A number of non-English language magazines have also reviewed Europa Barbarorum. The Italian PC Gaming magazine Giochi per il mio computer reviewed the modification in April 2005 and March 2008. The 2005 review reported that the modification, whose development team included two historians, was to replace the "economic system, [soldiers'] equipment and the provinces" of Rome: Total War; the latter review praised the mod for having "altered and deepened" the gameplay of the original title, and wrote that Europa Barbarorum was the best substitute for a Rome 2: Total War game prior to the actual release of such a title. Dutch magazine PC Gameplay, reviewing the mod in March 2008, also wrote that the mod was "perhaps the best candidate for the title Rome: Total War II" "until the official announcement" and went on to note that the list of changes that the modification had made to the original game almost constituted "a history book of its own". The German magazine GameStar wrote in April 2007 that the Europa Barbarorum team had "banned all historical mistakes from the game"; in January 2011, another German publication, PC Games, also noted the mod's historical accuracy, singling out its "more realistic, more [challenging]" battles for praise, although it did note that the mod was squarely aimed at experienced Rome: Total War players. Reviewing version 0.74 of the mod in November 2006, Romanian publication LeveL concurred that the mod was aimed at experienced players, adding that the modified version of the game put greater demands on the player's computer than the original Rome: Total War, requiring 512 MB of RAM, up from the original's 256. Despite this, the reviewer praised the mod's complexity, the "painstaking detail" that went into making the units and the mod's soundtrack.

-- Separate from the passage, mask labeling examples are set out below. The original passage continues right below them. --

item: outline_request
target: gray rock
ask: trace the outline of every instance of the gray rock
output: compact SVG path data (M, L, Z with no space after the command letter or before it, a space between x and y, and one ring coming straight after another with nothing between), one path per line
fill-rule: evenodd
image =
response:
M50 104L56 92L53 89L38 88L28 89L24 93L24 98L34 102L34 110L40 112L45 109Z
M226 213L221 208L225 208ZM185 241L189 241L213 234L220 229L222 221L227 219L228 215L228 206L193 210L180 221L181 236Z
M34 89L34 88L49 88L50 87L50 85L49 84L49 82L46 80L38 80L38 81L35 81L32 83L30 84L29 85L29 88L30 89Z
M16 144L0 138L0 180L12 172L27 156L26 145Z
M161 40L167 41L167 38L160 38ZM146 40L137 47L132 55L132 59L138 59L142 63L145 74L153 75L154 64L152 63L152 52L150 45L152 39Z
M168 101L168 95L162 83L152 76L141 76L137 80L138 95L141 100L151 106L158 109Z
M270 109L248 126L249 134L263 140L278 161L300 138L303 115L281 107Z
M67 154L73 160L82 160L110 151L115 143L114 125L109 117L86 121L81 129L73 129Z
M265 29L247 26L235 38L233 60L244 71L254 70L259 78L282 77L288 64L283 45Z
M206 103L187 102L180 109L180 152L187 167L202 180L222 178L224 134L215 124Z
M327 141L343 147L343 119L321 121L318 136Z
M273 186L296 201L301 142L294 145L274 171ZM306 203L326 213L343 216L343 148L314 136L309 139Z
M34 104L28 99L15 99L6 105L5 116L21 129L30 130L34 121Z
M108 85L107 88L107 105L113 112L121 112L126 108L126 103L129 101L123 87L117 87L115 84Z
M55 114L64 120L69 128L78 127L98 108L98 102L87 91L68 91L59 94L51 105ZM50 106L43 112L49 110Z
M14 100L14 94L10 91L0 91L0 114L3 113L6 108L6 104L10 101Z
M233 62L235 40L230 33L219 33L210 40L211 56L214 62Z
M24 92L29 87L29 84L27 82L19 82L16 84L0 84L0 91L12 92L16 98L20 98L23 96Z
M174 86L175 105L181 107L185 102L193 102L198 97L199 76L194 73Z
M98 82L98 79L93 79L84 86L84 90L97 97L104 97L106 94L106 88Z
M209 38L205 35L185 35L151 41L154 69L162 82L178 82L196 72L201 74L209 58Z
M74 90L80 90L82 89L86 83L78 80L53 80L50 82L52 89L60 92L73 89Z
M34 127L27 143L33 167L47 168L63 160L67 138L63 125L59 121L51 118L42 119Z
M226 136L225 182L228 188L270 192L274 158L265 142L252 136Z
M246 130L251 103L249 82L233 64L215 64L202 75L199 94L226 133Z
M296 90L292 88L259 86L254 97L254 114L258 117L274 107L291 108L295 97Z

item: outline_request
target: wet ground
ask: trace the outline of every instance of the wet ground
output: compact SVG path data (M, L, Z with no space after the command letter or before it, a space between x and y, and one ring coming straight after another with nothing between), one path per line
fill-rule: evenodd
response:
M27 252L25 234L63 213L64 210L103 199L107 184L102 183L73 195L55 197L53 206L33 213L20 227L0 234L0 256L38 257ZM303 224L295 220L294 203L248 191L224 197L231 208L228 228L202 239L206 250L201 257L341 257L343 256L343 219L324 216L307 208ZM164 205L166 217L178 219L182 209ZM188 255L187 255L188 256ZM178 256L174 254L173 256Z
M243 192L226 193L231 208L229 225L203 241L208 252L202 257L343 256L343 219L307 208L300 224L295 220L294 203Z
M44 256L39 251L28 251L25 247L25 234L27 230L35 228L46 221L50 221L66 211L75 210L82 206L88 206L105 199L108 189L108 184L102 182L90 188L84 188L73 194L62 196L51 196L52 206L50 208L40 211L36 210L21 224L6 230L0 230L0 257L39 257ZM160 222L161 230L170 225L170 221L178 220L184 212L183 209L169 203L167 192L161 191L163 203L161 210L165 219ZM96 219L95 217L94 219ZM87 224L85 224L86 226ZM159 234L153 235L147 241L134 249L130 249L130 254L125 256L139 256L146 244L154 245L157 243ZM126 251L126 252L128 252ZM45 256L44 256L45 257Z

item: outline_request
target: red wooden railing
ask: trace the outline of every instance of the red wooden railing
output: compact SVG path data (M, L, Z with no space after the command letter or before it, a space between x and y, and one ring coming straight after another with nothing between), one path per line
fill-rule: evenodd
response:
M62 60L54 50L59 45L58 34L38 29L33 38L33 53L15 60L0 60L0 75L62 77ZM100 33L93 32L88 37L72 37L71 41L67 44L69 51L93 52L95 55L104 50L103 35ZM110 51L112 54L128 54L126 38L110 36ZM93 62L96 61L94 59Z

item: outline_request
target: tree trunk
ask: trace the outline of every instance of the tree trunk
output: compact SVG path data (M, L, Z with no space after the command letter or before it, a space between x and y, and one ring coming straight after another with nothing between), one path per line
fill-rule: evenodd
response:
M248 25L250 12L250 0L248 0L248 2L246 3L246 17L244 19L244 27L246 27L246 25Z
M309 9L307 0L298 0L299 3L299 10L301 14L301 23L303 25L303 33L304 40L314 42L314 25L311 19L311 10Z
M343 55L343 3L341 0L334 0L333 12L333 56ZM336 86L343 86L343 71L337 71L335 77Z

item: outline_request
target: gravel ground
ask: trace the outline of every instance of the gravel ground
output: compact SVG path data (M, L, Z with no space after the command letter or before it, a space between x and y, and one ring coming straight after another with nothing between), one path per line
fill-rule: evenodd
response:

Europa Barbarorum has also received several online reviews. The modification received a review early into its development process on gaming website HeavenGames, which said that it was an "ambitious" project and praised its commitment to historical accuracy, even stating that the Europa Barbarorum development team was going to use satellite imagery and climate change statistics to accurately portray the world as it was in 272 BC. Later, in 2008, the modification has been reviewed on Boomtown, which praised the modification's "incredibly well-researched and -devised" unit stats system, as well as its "legion of historians". The modification has sometimes been mentioned as a recommended complement to Rome: Total War in reviews of the original title – for instance, by Norwegian gaming website Gamereactor in 2007.

In addition, Europa Barbarorum was singled out for praise by the Creative Assembly themselves in 2011, when they called the mod "breathtaking" in an official statement.